List of Relevant CVEs

  • CVE-2023-42916: (Apple) Apple Multiple Products WebKit Out-of-Bounds Read Vulnerability
  • CVE-2023-28204: (Apple) Apple Multiple Products WebKit Out-of-Bounds Read Vulnerability
  • CVE-2023-32435: (Apple) Apple Multiple Products WebKit Memory Corruption Vulnerability
  • CVE-2023-42917: (Apple) Apple Multiple Products WebKit Memory Corruption Vulnerability
  • CVE-2023-37450: (Apple) Apple Multiple Products WebKit Code Execution Vulnerability
  • CVE-2023-41993: (Apple) Apple Multiple Products WebKit Code Execution Vulnerability
  • CVE-2023-32439: (Apple) Apple Multiple Products WebKit Type Confusion Vulnerability
  • CVE-2021-30663: (Apple) Apple Multiple Products WebKit Integer Overflow Vulnerability
  • CVE-2023-23529: (Apple) Apple Multiple Products WebKit Type Confusion Vulnerability
  • CVE-2023-28205: (Apple) Apple Multiple Products WebKit Use-After-Free Vulnerability

Detailed Explanation of a Selected Vulnerability

CVE-2023-32435: Apple Multiple Products WebKit Memory Corruption Vulnerability

Full Vulnerability Name: Apple Multiple Products WebKit Memory Corruption Vulnerability

Affected Systems or Software: The vulnerability affects various Apple products and software that use the WebKit browser engine, including but not limited to: - iOS - iPadOS - macOS - tvOS - watchOS - Safari

Technical Details of the Vulnerability: This vulnerability involves a memory corruption issue within WebKit. It allows an attacker to craft malicious web content that leads to code execution by manipulating how WebKit processes HTML. The technical specifics involve a manipulation of resources in WebKit that are not properly protected, leading to corruption and potential execution of arbitrary code.

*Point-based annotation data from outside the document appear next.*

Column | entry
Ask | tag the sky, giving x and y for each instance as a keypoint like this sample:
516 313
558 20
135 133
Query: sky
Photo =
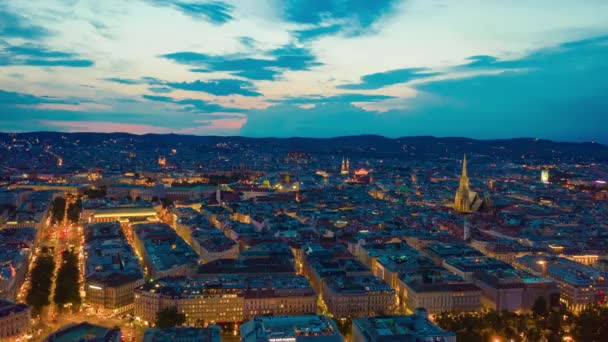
485 69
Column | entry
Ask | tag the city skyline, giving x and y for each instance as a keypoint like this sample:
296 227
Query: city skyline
483 70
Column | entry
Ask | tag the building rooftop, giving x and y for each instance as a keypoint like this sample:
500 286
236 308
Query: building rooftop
412 328
274 265
357 284
248 286
110 259
210 334
84 332
291 328
164 247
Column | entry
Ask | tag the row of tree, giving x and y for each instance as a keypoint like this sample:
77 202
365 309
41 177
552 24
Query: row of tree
542 324
41 277
67 289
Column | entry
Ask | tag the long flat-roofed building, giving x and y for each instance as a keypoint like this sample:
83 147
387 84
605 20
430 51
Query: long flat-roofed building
123 214
580 286
515 290
112 270
306 328
184 334
415 327
85 331
226 299
358 296
164 253
438 292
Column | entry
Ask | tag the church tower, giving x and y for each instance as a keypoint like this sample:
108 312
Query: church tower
462 201
345 166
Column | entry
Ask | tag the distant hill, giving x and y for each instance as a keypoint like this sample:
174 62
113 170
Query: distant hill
418 147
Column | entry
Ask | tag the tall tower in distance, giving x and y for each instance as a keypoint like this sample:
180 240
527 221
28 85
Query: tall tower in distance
544 176
345 169
462 201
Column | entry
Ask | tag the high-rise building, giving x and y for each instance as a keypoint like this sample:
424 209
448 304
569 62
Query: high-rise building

Potential Impact if Exploited: If exploited successfully, this vulnerability could lead to unauthorized access to sensitive information or the execution of malicious code on affected systems. This could result in various negative consequences depending on the system and data compromised.

Recommended Mitigation or Patch Information: Apple typically addresses vulnerabilities through security updates and patches for their operating systems and software products. Users are advised to ensure their devices and browsers are updated with the latest available patches, which will mitigate this vulnerability among others that may be present in older versions of affected products.

Please note that while I have provided information on how to address the identified vulnerability, it’s crucial for users to follow specific instructions from Apple or other relevant vendors regarding updates and security patches. Additionally, general best practices such as avoiding suspicious links or downloads can also help prevent exploitation attempts.

If we could do some tuning, the results would be far more deterministic, but modifying {ollamar} for this weekend bonus post was just not happening thanks to something called “yard work” (sigh).

Play Around!

We did not do much defensive coding for the LLM, it could use some more keyword filtering, perhaps even asking UniversalNER to give us technologies as well as vendors.

If you manage to get good results with smaller models, please let me know! The more we can do with our own hardware and open source tools like Ollama/llamafile, and open weights models, the more this side of data science can be democratized.